In addition, IDT president and chief executive Len Perham, who steered the company into the MPU business in 1995, has relinquished his post as president, and will step down as chief executive officer at the end of the year.

Perham, who five years ago had been warned by colleagues to stay far away from the MPU business, denied that his resignation was tied to IDT's failure in the microprocessor market. He said, for instance, that company executives had been telling investors over the past two quarters that it was exploring opportunities for Centaur and its WinChip business.

"The cost of the R&D in that business, at the accelerated rate with which Intel started to bring out processors, was phenomenally high and very damaging to us," Perham said in an interview.

In its fiscal 1999, IDT posted a loss of $41.2 million on revenue of $540.2 million.

Whether the two announcements are a coincidence or related, the timing of Perham's resignation is still appropriate, said Justin Burgin, an analyst at Olde Discount Corp. (Detroit). Back in the black in its latest quarter, IDT (Santa Clara, Calif.) is ready to make another transition, Burgin said. "A lot of things came together at once, where it was time to bring somebody else in," he said. "You didn't want Perham quitting at the toughest time for the company."

Jerry Taylor, executive vice president of IDT, has been named president and is expected to move into the chief executive role at the end of the year. Taylor has been largely responsible for IDT's efforts to diversify into the communications market. In its first quarter of fiscal 2000, more than 70 percent of IDT's revenue was derived from the communications industry.

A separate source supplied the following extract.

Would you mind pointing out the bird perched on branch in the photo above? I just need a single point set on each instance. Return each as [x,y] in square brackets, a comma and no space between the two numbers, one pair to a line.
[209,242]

"The thing that was really forcing [the Centaur divestiture] to a head was that our communications products were being greeted with enormous approval and enthusiasm, and Centaur's a tremendous distraction inside the company," Perham said.

According to analyst A.A. LaFountain III of Needham & Co. Inc. (New York), IDT's struggling WinChip processor line reduced the company's sequential revenue growth rate by 2 percent during its first fiscal 2000 quarter.

"Exiting the WinChip business removes a major drag on earnings and reinforces the company's focus on communications-oriented products and markets," LaFountain wrote in a report.

IDT expects to close a deal this quarter that will involve either selling or licensing its WinChip X86 microprocessor technology and certain assets of its Centaur design subsidiary.

In its financial report, IDT said revenue for its first fiscal quarter, ended June 27, rose 1.6 percent to $154 million, up from $153 million in the same period last year. Net income totaled $1.4 million, compared with a $50.9 million loss in the year-ago quarter.

Perham said revenue and bookings in IDT's core business — communications memory, SRAM, and logic products — "are the best we've seen in well over a year." Bookings of products acquired from Quality Semiconductor have exceeded expectations, he added.

In the MPU market, sales of IDT's WinChip processors fell "significantly" from the previous quarter, the vendor said. While disappointed with the fate of Centaur, Perham said "the company is feeling good, product-wise."

Perham, who has been with IDT for 16 years, said he will remain on board to head Clear Logic Inc., another IDT subsidiary.

"I'm probably going to go from a board position to a very active role in managing that business and find out what's going on there and find out if that is in fact a company that's going to go public or a company that we ought to fold the technology back inside of IDT," he said.

Clear Logic, which handles IDT's family of products that second source devices of Altera Corp., is expected to break even in the fourth calendar quarter of 1999.